Zdaniem Wehlera, moralny autorytet Grassa nie ucierpiał. "To, co mówił w czasie wielkiej koalicji (lata 1966-69) i potem w epoce kanclerza Willy'ego Brandta (1969-74), było mądre. Nie można teraz kwestionować tych rzeczy. Grass był częścią moralnego sumienia Republiki Federalnej. Bardzo starał się o (porozumienie) z Polską" - podkreślił historyk.
Wehler określił milczenie Grassa mianem "politycznego zawodu". Przypomniał, że pisarz występował publicznie jako "ten, kto ostrzega", jako "Praeceptor Germaniae". Był przeciwny zjednoczeniu Niemiec ze względu na Auschwitz.
"Myślę dziś - człowieku, gdzie był twój polityczny rozsądek?" Pisarz miał przecież tysiące okazji, aby przyznać się - dodał Wehler. Po tym wyznaniu ludzie nie będą już wierzyli we wszystko, co mówi Grass - uważa historyk. "Ta sprawa zaszkodziła mu" - dodał.
|
danziger - Pon Sie 14, 2006 4:17 pm
Buzz napisał/a: | Widzę danziger, że nie potrafisz podjąć merytorycznej dyskusji.
Pod moim adresem uprawiasz tylko jakies retoryczne gierki. |
Słuchaj no, Buzz. Po piewrsze nie bądź chamski i nie stosuj argumentów ad personam.

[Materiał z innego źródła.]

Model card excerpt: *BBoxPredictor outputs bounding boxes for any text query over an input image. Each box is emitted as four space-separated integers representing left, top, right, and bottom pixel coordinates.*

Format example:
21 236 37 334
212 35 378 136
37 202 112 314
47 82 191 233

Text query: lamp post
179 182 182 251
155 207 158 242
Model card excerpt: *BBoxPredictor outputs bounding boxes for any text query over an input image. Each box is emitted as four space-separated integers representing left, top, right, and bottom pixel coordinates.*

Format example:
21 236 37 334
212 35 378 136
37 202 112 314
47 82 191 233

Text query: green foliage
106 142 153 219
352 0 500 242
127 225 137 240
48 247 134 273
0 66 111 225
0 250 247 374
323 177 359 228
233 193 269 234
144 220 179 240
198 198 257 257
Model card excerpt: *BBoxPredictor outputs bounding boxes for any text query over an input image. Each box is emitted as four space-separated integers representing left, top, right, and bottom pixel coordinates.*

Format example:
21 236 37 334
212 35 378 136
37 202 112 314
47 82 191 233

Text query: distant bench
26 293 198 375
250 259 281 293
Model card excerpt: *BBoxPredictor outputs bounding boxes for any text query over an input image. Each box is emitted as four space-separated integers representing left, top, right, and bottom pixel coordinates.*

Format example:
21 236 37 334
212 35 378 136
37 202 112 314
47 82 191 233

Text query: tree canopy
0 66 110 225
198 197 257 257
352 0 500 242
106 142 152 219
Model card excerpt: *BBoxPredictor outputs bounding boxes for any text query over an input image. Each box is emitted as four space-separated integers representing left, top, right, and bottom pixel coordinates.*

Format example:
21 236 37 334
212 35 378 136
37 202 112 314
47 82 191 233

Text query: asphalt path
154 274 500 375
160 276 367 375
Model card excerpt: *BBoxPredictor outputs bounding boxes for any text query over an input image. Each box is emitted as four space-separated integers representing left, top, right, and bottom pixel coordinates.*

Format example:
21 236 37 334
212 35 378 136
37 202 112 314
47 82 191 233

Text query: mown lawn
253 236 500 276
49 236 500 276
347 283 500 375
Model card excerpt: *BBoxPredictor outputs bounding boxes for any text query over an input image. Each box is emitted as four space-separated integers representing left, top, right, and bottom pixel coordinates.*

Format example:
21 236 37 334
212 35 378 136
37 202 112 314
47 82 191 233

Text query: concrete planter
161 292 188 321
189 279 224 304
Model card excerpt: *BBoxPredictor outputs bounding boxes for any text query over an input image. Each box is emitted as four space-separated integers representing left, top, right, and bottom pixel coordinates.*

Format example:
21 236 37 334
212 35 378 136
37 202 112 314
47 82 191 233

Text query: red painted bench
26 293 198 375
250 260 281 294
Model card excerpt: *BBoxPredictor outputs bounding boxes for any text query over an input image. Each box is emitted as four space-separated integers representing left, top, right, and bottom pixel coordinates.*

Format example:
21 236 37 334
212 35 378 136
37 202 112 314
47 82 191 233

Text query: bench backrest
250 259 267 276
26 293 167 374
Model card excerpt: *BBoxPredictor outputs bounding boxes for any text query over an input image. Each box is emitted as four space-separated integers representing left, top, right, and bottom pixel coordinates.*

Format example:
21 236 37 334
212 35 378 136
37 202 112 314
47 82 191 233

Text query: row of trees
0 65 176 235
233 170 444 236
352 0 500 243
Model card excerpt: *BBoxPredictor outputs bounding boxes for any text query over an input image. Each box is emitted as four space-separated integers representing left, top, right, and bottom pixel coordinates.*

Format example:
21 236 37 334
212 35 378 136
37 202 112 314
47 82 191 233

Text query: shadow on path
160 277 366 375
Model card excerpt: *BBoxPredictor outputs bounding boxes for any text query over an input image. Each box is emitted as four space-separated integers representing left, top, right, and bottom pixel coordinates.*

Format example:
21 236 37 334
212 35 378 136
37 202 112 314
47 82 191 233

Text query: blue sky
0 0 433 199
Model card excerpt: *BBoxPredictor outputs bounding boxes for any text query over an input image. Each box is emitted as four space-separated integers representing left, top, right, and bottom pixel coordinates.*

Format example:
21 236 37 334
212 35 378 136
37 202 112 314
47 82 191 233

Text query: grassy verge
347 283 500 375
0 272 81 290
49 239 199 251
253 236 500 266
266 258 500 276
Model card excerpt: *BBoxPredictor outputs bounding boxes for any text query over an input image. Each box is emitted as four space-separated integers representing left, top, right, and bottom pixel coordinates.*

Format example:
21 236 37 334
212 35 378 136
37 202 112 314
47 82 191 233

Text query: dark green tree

Wycieczki osobiste (zamiast merytorycznej dyskusji własnie) zastosowałeś w tym wątku tylko Ty - choćby w zacytowanej w tym poście wypowiedzi.
Było już kilku takich, którzy wylecieli z forum gdyż nie mogli zrozumieć prostego faktu, że dyskutujemy na temat poglądów, a nie osoby adwersarza.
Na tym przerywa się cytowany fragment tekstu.